Let’s imagine we insert rows using auto_increment on node A, which is a master. For the sake of simplicity, we will focus on a single row only. There are columns ‘id’ and ‘value’.
If we insert it without any particular setup, we’ll see entries like below:
1000, ‘some value0’ 1001, ‘some value1’ 1002, ‘some value2’ 1003, ‘some value3’
Those will replicate to the slave (B). If the split brain happens and writes will be executed on both old and new master, we will end up with following situation:
1000, ‘some value0’ 1001, ‘some value1’ 1002, ‘some value2’ 1003, ‘some value3’ 1004, ‘some value4’ 1005, ‘some value5’ 1006, ‘some value7’
1000, ‘some value0’ 1001, ‘some value1’ 1002, ‘some value2’ 1003, ‘some value3’ 1004, ‘some value6’ 1005, ‘some value8’ 1006, ‘some value9’
As you can see, there’s no way to simply dump records with id of 1004, 1005 and 1006 from node A and store them on node B because we will end up with duplicated primary key entries. What needs to be done is to change values of id column in the rows that will be inserted to a value larger than the maximum value of the id column from the table. This is all what’s needed for single rows. For more complex relations, where multiple tables are involved, you may have to make the changes in multiple locations.
On the other hand, if we had anticipated this potential problem and configured our nodes to store odd id’s on node A and even id’s on node B, the problem would have been so much easier to solve.
Node A was configured with auto_increment_offset = 1 and auto_increment_increment = 2
Node B was configured with auto_increment_offset = 2 and auto_increment_increment = 2
This is how the data would look on node A before the split brain:
1001, ‘some value0’ 1003, ‘some value1’ 1005, ‘some value2’ 1007, ‘some value3’
When split brain happened, it will look like below.
1001, ‘some value0’ 1003, ‘some value1’ 1005, ‘some value2’ 1007, ‘some value3’ 1009, ‘some value4’ 1011, ‘some value5’ 1013, ‘some value7’

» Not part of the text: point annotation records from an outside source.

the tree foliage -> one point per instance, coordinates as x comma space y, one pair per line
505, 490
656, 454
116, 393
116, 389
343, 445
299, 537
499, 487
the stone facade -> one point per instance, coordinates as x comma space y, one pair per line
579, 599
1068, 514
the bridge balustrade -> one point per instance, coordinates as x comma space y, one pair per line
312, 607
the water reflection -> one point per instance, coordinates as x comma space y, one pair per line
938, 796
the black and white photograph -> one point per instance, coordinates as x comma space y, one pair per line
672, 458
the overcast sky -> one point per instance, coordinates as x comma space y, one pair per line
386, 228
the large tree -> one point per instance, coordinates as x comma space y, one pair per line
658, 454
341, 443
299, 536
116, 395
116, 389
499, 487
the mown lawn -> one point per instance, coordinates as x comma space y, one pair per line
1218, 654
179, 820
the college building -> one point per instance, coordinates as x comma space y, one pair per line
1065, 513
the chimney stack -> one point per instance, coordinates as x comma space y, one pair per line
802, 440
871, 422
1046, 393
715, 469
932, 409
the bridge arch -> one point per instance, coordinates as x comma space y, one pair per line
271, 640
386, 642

1001, ‘some value0’ 1003, ‘some value1’ 1005, ‘some value2’ 1007, ‘some value3’ 1008, ‘some value6’ 1010, ‘some value8’ 1012, ‘some value9’
Now we can easily copy missing data from node A:
1009, ‘some value4’ 1011, ‘some value5’ 1013, ‘some value7’
And load it to node B ending up with following data set:
1001, ‘some value0’ 1003, ‘some value1’ 1005, ‘some value2’ 1007, ‘some value3’ 1008, ‘some value6’ 1009, ‘some value4’ 1010, ‘some value8’ 1011, ‘some value5’ 1012, ‘some value9’ 1013, ‘some value7’
Sure, rows are not in the original order, but this should be ok. In the worst case scenario you will have to order by ‘value’ column in queries and maybe add an index on it to make the sorting fast.
Now, imagine hundreds or thousands of rows and a highly normalized table structure – to restore one row may mean you will have to restore several of them in additional tables. With a need to change id’s (because you didn’t have protective settings in place) across all related rows and all of this being manual work, you can imagine that this is not the best situation to be in. It takes time to recover and it is an error-prone process. Luckily, as we discussed at the beginning, there are means to minimize chances that split brain will impact your system or to reduce the work that needs to be done to sync back your nodes. Make sure you use them and stay prepared.